The policy brief notes that the current foreign trade policy and the foreign trade policy statement are gender neutral. It is recommended that the upcoming Foreign Trade Policy which is slated for 2021-2026be used to mainstream gender in the national trade agenda. The recognition of the gender specific impediments and vulnerabilities that women entrepreneurs face should be reflected in both the vision and strategy, with a holistic focus on export promotion, integration in global value chains (GVCs), ease of doing business, and trade facilitation just as MSMEs have been explicitly acknowledged to have strategic significance, especially with regard to manufacturing and employment generation, and are accordingly identified for focussed interventions to boost exports.

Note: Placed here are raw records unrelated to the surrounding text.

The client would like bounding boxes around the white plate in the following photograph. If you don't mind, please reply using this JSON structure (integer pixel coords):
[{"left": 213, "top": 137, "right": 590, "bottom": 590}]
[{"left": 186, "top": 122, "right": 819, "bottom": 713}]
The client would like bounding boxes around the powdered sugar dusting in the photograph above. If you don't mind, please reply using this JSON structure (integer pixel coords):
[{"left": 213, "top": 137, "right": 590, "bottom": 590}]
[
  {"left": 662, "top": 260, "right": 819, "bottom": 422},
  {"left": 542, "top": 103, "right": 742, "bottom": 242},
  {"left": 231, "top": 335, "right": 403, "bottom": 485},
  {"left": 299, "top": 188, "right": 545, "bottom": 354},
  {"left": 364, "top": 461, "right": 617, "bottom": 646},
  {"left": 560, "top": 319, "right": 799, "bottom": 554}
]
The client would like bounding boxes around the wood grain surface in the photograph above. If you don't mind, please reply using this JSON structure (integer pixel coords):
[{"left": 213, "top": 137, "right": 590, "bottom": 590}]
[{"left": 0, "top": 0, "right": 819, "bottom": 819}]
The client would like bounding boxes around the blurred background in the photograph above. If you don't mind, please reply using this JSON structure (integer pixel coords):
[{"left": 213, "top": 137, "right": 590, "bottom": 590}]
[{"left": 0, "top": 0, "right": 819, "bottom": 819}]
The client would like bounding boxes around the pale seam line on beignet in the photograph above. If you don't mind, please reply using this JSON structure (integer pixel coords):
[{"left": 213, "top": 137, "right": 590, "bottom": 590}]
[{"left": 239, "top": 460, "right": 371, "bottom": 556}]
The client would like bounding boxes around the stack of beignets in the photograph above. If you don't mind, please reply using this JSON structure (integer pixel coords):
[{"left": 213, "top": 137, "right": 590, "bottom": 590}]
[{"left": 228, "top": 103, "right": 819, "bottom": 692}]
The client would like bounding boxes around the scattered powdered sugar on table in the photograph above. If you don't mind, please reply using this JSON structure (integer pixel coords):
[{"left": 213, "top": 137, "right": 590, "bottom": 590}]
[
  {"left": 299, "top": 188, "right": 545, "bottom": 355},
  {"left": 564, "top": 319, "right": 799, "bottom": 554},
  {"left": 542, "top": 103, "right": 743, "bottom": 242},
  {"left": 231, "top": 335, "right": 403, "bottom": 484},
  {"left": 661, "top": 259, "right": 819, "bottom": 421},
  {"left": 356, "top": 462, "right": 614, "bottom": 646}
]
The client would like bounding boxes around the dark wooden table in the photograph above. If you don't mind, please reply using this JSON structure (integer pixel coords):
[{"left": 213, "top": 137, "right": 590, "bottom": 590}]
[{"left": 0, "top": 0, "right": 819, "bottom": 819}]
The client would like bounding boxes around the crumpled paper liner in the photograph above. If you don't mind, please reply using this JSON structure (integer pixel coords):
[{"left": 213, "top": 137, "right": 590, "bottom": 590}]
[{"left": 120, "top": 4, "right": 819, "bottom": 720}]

To steer coordinated support to women entrepreneurship the policy brief recommends the setting up of an apex National Council for Women’s Entrepreneurship under the Chairmanship of the Prime Minister. Further, collection of gender disaggregated data and statistics on trade participation and performance as well as regular gender stakeholder consultations are vital for informed policy making and impact assessment. These should be an integral part of the institutional set-up across the gamut of relevant ministries, allied regulatory agencies, export promotion councils, specific product promoting boards etc.



With gender equality considerations gaining traction in bilateral and multilateral trade discussions and agreements, India should also include women entrepreneurs as important stakeholders in domestic consultations on free trade agreements and their aspirations and concerns should be reflected in the final texts through gender responsive provisions. Traditionally India has been wary of linking non-trade/progressive issues such as human rights, labour standards, gender, and environment with trade, both bilaterally and multilaterally, by and large regarding them as ‘veiled protectionism’. However, with the global discourse veering towards inclusiveness in trade and sustainability, more so in the context of the COVID 19 pandemic, India should embrace a more flexible and pragmatic approach and not lag behind the curve.